On physical examination, he has a prominence over the left radial head. There is full flexion and extension. He has full pronation but lacks 30 degrees of full supination. He is neurovascularly intact.
Giovanni Battista Monteggia in 1814 first described the injury consisting of a fracture of the proximal third of the ulna and a anterior dislocation proximal epiphysis of the radius. Bado subsequently redefined the Monteggia lesion as a group of traumatic lesions having in common a dislocation of the radiohumeral joint, associated with a fracture of the ulna at various levels.
Monteggia fractures account for 0.4% of all forearm fractures. The peak incidence occurs between the ages of 4 and 1 0 years.
Monteggia lesions are marked by pain and tenderness about the elbow. Range of motion of the elbow is restricted. The radial head may be palpable in the dislocated position and the angulation of the ulna shaft may be visualized or palpable.
The most important view is a true lateral of the elbow. The lesion may be missed on the AP view. In the lateral view, a line drawn through the center of the radial neck and head should extend through the capitelum. This is true whether the elbow is flexed or extended.
Approximately 90% of children with this injury have good to excellent results- In patients less than 13 who are treated by initial closed reduction the long term results are excellent. Open reduction is required if an adequate closed reduction can not be achieved. This occurs more frequently in older children.
TYPE I Fx's: Traction is applied with the forearm extended and supinated. The ulnar angulation is reduced which allows spontaneous reduction of the radial head. If this does not occur, the elbow is gently flexed while pressure is applied anteriorly over the head of the radius. Once reduction is obtained, the elbow is immobilized in a long arm cast in full supination and flexion to 100 degrees. If the reduction of the ulna cannot be maintained, internal fixation may be necessary.
TYPE II Fx's: Reduction obtained by extending the elbow with the forearm in supination, correcting the angulation of the ulna, and pushing with the thumb over the posterior aspect of the radial head. The arm is then immobilized in a long arm cast with sufficient extension.

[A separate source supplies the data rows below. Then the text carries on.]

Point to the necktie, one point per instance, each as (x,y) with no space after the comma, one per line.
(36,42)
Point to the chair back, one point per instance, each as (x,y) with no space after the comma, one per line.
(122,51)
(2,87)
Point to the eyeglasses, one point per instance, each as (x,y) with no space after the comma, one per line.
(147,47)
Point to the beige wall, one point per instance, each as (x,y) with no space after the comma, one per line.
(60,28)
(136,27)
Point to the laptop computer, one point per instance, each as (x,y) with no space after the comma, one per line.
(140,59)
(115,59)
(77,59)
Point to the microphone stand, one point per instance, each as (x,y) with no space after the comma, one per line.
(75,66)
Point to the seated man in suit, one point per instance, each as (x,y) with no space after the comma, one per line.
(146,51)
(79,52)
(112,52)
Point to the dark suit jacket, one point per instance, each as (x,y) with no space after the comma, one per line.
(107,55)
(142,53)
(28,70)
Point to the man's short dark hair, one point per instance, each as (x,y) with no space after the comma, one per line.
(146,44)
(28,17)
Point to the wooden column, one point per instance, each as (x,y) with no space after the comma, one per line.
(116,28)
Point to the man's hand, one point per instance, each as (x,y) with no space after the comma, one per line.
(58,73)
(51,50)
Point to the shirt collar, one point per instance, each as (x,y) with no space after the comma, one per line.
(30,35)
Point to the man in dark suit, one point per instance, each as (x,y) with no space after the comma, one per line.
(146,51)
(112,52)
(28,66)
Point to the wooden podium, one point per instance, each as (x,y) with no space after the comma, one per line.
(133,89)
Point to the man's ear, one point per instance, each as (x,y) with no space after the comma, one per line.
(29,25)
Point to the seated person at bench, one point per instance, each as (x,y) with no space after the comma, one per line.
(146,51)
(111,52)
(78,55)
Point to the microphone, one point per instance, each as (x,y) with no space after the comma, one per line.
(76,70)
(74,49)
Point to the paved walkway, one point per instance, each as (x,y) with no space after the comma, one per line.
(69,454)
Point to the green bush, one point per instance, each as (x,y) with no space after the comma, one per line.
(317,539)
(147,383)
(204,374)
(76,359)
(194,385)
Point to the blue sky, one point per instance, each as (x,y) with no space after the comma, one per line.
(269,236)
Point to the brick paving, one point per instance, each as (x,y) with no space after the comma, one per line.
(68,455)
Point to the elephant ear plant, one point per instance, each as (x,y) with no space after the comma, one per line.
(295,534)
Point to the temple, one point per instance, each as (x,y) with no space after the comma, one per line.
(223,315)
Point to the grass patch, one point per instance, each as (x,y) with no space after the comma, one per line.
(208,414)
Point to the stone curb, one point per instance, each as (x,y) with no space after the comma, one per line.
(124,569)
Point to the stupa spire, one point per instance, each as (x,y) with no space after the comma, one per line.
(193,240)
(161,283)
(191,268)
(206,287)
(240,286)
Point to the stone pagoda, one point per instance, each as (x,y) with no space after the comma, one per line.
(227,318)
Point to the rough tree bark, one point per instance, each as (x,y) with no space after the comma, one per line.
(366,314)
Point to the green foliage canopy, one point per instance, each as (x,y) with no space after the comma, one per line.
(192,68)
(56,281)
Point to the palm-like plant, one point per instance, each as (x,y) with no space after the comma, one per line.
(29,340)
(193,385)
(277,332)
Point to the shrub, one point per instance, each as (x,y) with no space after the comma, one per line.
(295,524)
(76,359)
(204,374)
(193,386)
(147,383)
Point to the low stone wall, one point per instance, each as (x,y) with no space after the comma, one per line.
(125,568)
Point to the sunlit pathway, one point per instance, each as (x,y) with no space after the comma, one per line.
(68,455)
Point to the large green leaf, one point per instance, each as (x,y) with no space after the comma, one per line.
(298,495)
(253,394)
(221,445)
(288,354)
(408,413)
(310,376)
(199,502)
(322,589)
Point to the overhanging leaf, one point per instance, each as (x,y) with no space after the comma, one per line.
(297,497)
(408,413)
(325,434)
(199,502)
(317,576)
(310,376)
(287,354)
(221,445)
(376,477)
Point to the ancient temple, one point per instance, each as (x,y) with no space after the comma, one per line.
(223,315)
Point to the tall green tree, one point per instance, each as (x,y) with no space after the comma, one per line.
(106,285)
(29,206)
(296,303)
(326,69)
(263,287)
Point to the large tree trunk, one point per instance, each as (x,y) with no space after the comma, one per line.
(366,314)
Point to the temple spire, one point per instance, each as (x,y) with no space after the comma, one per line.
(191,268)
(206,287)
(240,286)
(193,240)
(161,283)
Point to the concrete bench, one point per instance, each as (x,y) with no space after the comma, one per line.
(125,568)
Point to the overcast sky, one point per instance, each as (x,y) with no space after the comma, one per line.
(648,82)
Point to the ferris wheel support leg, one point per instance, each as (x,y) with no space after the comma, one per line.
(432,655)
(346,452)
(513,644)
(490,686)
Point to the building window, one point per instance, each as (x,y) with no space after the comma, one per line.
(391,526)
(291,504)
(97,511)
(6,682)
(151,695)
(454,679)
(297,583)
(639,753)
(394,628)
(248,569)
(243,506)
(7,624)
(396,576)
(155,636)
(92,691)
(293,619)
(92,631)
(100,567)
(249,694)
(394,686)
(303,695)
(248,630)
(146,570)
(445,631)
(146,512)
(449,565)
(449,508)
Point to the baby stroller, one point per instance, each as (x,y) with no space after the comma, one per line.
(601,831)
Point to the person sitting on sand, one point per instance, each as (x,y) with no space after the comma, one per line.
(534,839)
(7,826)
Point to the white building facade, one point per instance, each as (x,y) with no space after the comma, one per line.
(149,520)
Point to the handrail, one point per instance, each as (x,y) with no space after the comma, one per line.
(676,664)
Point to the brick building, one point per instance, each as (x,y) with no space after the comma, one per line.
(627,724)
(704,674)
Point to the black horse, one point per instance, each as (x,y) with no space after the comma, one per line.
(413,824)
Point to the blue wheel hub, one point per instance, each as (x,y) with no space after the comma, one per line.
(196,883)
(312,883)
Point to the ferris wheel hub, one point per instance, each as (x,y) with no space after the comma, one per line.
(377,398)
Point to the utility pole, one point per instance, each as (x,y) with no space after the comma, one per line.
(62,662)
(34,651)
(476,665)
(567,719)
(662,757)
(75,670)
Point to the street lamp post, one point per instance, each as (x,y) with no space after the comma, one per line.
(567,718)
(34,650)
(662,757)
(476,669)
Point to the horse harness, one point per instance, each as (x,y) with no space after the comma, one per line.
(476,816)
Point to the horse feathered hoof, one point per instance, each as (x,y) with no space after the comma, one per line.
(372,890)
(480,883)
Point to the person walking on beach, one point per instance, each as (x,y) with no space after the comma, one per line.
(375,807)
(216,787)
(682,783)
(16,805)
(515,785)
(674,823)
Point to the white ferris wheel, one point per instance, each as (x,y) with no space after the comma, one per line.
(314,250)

TYPE III Fx's: Reduction performed by traction and putting an abduction strain on the fully extended elbow. The forearm should also be supinating while a direct ulnarward pressure is applied over the dislocated radial head.
TYPE IV Fx's: These fractures are extremely rare. Closed manipulation should consist of restoring the alignment of the ulna fracture and strong supination to reduce both the radial head dislocation and the radial fracture. However, these fractures are difficult to reduced by closed manipulation. First step is accurate reduction of the ulna with either intramedullary fixation or plating. Following this, if closed manipulation of the radius fails, the radial shaft should be exposed as well as the radial head if needed. If the annular ligament cannot be repaired, consider the Bell-Tawse procedure for reconstructing the annular ligament .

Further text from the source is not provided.